Offsetting these large tax cuts, the March 13 CBO rating of the AHCA projects that it will cut direct spending by $1,219 billion ($9,752 per household) over ten years. Unlike the tax cuts, which favor the wealthy, the spending cuts impact disproportionately the poor, the sick, and the old. The Urban Institute estimates that almost 77 percent of the federal funding losses come from families learning less than $30,000. So the bottom 36 percent of households is sacrificing $1000 of health support so that the top 6 percent of households can save an average of roughly $6,000 each.

Unlike the tax cuts for the wealthy, which will mostly increase savings and wealth, spending cuts on the poor directly affects their consumption spending, debt, and spending. The AHCA spending cuts will directly affect children since nearly half of them are close to poverty.

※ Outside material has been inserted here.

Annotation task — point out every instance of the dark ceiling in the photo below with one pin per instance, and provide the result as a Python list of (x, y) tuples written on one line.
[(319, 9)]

We are not talking about making future children pay, but today’s children.

The following figure, based on data in the CBO report on the AHCA, show how different the tax cuts are from the benefit decreases. the forecast was made by the Urban Institute for 2022, hence reflects the fully phased in impact of the changes.

The AHCA is being sold to the public as promoting growth (implausible when it comes out of current consumption), lowering premiums (the opposite of the CBO projections), and avoiding the “catastrophe of the ACA” (not the consensus view).  Cutting the ACA subsidies and protections will force many not to buy health insurance, or to pay much more for their health care if they do. How can this stimulate the economy?

Taxes will never be attractive, but why should we LET THE CHILDREN AND GRANDCHILDREN PAY?